My favorite rainbow shirt twisted around my body as my hands landed in the dirty sneaker water that inevitably pools up on bus floors. I picked myself up, making contact with her beady eyes that were silently celebrating her triumph. The other children craned their necks over the high seats, trying to capture a glimpse of our altercation.
I sat down again on the edge of the seat, one hand clutching the seat back in front of me, one hand gripping the leg that was bolted to the floor. I braced for shoe impact. Once again, Claudine pummeled me… over and over again like a factory machine… but I held tight. My tiny body slid along the cushion until only a fraction of a butt cheek was still in contact with the seat. I used my spindly legs to balance the rest of my body in the aisle, staring straight ahead until we pulled into the school parking lot.
I’d like to say that riding the bus got better, that Claudine and I eventually developed a healthy admiration for each other’s defiance. Or, in an ABC-After-School-Special kind of way, that we eventually became best of friends.
Every damn day she kicked at me with those Nike hi-tops and every day I braced myself.
After a few weeks, one of the kids on the bus, Kiersten, whispered to me as I walked past, “You can sit by me.” She was sitting next to another girl who instantly became panicked at the thought of three people sharing a bus seat. I stopped in my tracks, my face beaming with gratitude. They scrunched over and I, once again, balanced my tiny butt on the edge of the seat, supporting the rest of my body on lanky legs sprawled out into the aisle.
But, this time it was different. They asked me to be there. They wanted me to sit by them.
They made room for me.
It’s a simple childhood memory, but one that I think about often as I run my business.
The world is full of people who feel like they don’t belong, myself included. Misfits. Disrupters. Oddballs. Free thinkers. Champions of the weird. Shy people. Old people. Young people. People in general. Our common thread is that we all want to matter. We roam in a world that is hell-bent on forcing us into a box of pleasant mediocrity. Dress like this. Act like that. Be wittier with your tweets. Wear brown socks. Make more money. Keep your hands in your lap and for crying out loud, quit rocking the boat and asking so many damn questions.
Then… maybe… you’ll belong.
It sucks to hang out with the Claudines of the world simply because it’s the only option.
What if, instead, businesses went out of their way to make people feel important? What if scrunching together on a seat was the one thing that could make the biggest difference?

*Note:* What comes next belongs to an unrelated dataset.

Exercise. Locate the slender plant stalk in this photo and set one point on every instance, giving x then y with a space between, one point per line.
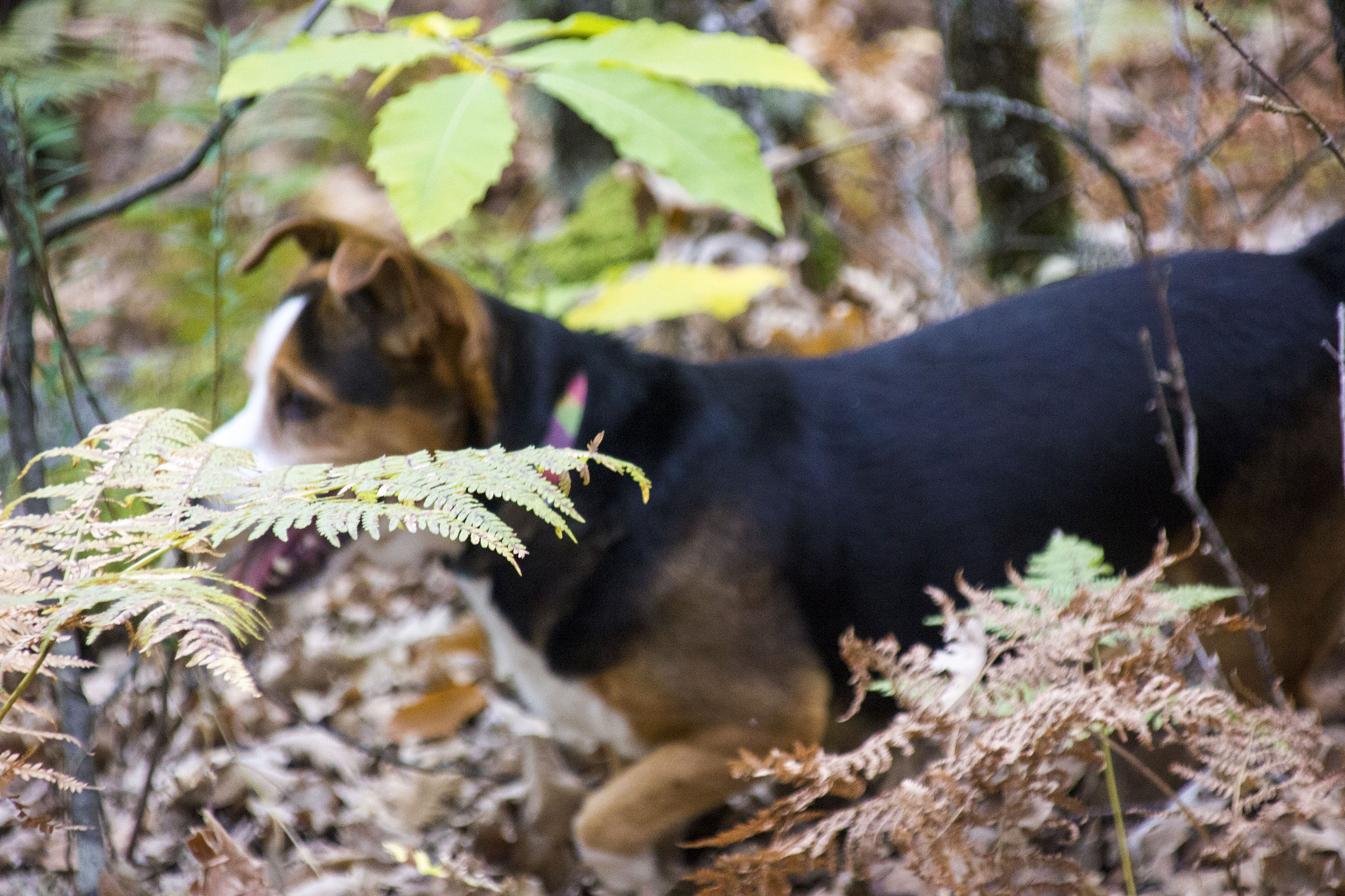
217 246
1116 816
29 676
1114 796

We need more businesses that will slide their leg off of the bus seats and say
You can sit by me.
We get you.
We know what it’s like to feel as if you don’t belong.
We’re not like everyone else.
We are open to new possibilities.
We won’t judge you.
We love how weird you are.
We want to learn from you.
We’re glad you’re here.
We are all a little weird. In that commonality, we find a sense of belonging and understanding in the world. Make room for people. Let them in. Cherish their quirks.
“You can sit by me.”
Five words can change everything.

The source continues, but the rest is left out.